This Is Stated On Native Testimony; But I Can Very Well
Believe That Level Plains, In Which Neither Wells Nor
Gullies are met with,
may, after the dry season, present the opposite extreme to what we witnessed.
Water, however, could
Always be got by digging, a proof of which we had
on our return when brought to a stand on this very plain by severe fever:
about twelve miles from the Kasai my men dug down a few feet,
and found an abundant supply; and we saw on one of the islands
the garden of a man who, in the dry season, had drunk water from a well
in like manner. Plains like these can not be inhabited
while the present system of cultivation lasts. The population is not yet
so very large as to need them. They find garden-ground enough
on the gentle slopes at the sides of the rivulets, and possess no cattle
to eat off the millions of acres of fine hay we were now wading through.
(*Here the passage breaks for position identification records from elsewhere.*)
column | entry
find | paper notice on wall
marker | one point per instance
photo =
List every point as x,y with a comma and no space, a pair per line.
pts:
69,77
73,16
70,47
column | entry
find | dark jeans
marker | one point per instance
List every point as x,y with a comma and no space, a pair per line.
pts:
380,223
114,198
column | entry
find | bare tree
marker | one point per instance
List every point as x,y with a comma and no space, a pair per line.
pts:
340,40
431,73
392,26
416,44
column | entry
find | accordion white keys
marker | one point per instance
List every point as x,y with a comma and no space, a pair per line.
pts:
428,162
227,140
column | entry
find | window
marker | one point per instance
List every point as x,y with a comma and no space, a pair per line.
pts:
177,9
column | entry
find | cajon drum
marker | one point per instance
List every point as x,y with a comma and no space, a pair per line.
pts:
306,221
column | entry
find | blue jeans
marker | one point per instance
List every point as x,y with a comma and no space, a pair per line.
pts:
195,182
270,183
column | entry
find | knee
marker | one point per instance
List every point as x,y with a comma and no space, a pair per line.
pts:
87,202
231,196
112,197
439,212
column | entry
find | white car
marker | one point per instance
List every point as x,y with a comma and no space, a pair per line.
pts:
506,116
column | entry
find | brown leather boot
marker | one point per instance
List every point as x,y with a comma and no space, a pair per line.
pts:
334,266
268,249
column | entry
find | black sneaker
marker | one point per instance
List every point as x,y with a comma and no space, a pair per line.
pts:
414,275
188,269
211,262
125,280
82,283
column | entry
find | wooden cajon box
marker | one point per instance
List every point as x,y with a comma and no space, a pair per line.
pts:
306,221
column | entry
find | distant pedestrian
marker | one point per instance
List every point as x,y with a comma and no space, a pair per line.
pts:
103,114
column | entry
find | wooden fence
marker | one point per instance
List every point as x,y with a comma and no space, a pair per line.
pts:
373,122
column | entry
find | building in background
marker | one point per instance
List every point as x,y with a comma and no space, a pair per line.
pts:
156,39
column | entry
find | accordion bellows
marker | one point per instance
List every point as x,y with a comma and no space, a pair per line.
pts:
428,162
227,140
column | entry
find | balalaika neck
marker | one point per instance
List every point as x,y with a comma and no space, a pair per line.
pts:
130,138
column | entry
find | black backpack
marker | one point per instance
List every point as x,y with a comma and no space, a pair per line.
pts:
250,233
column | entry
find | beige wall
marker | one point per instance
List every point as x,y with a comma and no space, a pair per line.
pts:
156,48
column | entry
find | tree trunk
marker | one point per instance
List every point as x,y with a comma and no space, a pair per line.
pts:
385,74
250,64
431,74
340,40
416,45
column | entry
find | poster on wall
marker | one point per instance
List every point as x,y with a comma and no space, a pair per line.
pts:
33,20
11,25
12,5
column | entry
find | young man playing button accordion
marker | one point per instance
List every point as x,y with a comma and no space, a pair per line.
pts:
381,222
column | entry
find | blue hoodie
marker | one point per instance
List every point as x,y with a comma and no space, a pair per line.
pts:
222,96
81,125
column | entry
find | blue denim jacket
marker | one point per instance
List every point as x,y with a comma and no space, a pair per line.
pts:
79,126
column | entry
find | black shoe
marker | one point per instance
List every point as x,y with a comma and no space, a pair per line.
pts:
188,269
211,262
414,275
Any one who has visited the Cape Colony will understand me
when I say that these immense crops resemble sown grasses
more than the tufty vegetation of the south.
I would here request the particular attention of the reader to the phenomena
these periodically deluged plains present, because they have a most important
bearing on the physical geography of a very large portion of this country.
The plains of Lobale, to the west of this, give rise to a great many streams,
which unite, and form the deep, never-failing Chobe.